普天間の移設先を、もともと日米が合意した辺野古に戻さざるを得なくなったのは、鹿児島県徳之島など日本側が提示した代替案がことごとく頓挫したため。継続協議とする建設工法などは、11月に横浜で開くアジア太平洋経済協力会議(APEC)首脳会議に出席するオバマ米大統領の来日前までに決める方向だ。
しかし、代替施設の位置や建設工法で米側は現行計画の大幅修正に極めて慎重だ。最終的には辺野古に埋め立て方式で滑走路をつくる現行案に近い形を受け入れる公算が大きくなっている。
両国間で焦点になっていた在沖縄海兵隊8000人のグアム移転経費の日本側負担(総額約60億ドル)については、2010年度分の執行と、11年度以降の拠出継続を米側に伝達した。日本政府は同経費を09年度予算から計上している。沖縄海兵隊のグアム移転は普天間基地の代替施設の完成が前提。辺野古移設が難航すれば、日本側が負担を渋るのではないかと米側が懸念していた。

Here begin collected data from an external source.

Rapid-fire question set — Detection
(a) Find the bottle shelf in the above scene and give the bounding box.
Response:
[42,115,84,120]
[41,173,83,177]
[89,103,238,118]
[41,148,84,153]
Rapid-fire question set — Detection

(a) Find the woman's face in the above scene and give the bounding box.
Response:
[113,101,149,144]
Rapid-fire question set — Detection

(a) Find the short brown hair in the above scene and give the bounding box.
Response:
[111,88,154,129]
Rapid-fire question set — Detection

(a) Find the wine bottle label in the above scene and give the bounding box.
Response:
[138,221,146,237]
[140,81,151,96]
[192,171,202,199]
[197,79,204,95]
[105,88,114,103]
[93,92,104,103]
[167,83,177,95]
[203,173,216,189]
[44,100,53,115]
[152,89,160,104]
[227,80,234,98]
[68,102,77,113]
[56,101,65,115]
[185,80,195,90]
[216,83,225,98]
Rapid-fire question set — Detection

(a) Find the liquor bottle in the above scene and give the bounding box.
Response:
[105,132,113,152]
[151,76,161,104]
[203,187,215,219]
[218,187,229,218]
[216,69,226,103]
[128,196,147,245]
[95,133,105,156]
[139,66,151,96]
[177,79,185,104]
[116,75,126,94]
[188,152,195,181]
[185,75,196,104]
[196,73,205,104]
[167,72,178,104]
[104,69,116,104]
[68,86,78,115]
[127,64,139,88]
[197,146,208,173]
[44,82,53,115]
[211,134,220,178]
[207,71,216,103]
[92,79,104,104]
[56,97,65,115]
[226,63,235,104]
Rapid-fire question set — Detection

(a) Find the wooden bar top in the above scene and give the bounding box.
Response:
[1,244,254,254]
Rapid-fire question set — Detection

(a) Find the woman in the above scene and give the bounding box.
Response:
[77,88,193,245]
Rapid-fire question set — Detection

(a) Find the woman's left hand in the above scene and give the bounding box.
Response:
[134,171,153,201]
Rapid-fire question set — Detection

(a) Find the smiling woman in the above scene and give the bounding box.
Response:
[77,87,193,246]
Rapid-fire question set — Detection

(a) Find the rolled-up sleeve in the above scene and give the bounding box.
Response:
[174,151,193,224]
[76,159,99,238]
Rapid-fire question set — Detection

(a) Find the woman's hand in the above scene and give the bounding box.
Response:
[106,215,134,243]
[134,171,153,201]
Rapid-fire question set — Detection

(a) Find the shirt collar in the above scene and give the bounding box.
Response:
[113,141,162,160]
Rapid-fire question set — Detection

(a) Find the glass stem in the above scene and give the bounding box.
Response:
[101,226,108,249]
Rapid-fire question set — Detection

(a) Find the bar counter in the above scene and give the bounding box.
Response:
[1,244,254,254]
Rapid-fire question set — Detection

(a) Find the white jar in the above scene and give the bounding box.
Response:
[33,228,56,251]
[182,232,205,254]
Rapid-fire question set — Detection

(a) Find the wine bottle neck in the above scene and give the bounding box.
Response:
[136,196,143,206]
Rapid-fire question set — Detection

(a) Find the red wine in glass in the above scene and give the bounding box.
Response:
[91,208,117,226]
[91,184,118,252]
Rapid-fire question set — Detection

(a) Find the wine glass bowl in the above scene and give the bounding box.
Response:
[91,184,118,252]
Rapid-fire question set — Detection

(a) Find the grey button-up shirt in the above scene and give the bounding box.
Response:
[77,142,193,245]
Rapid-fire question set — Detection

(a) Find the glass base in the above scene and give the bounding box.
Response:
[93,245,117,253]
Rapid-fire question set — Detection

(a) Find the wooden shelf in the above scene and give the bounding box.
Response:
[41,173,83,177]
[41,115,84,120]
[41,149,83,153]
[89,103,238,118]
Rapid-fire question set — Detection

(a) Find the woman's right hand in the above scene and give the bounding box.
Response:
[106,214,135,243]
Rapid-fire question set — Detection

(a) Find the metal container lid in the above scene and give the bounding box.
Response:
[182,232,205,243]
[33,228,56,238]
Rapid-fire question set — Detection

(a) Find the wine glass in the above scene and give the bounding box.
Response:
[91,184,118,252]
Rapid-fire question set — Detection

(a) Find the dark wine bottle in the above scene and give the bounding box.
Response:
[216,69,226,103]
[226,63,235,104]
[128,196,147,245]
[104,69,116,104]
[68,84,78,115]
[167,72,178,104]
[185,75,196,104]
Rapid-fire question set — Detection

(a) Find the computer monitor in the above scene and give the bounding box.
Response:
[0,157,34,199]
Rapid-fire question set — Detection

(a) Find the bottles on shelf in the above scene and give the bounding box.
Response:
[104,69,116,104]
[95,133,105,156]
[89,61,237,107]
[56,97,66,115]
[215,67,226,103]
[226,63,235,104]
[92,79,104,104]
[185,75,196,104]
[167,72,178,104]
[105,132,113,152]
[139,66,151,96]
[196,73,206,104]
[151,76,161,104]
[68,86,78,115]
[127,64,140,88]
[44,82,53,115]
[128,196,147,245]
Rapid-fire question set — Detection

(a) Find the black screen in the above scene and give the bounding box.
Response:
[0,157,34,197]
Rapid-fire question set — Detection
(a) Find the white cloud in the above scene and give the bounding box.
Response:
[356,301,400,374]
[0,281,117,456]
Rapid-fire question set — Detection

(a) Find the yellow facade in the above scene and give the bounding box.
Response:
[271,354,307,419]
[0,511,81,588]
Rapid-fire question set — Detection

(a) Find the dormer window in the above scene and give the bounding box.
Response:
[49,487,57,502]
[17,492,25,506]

日米両政府は28日にも合意内容を盛った共同文書を発表する。これを受け首相が記者会見して国民に理解を求める見通しだ。これに先立ち、首相は23日に沖縄県を再訪問し、仲井真弘多知事らと会談する。
「最低でも県外」「埋め立ては自然への冒涜(ぼうとく)」と発言してきた首相が事実上、現行案での合意を目指す方針に転じたことへの批判が高まるのは確実。地元では日米協議を優先する政府の姿勢にも不満が強い。県外移設を主張してきた社民党の反発も避けられない。
首相が設定した普天間問題の5月末決着に合わせる形で取り交わす日米合意は、協議継続の名分を整える先送り策の色彩が濃い。6月16日の今国会会期末に向けて野党は首相の責任を追及する構え。鳩山内閣の政権運営や7月の参院選にも影響を与えそうだ。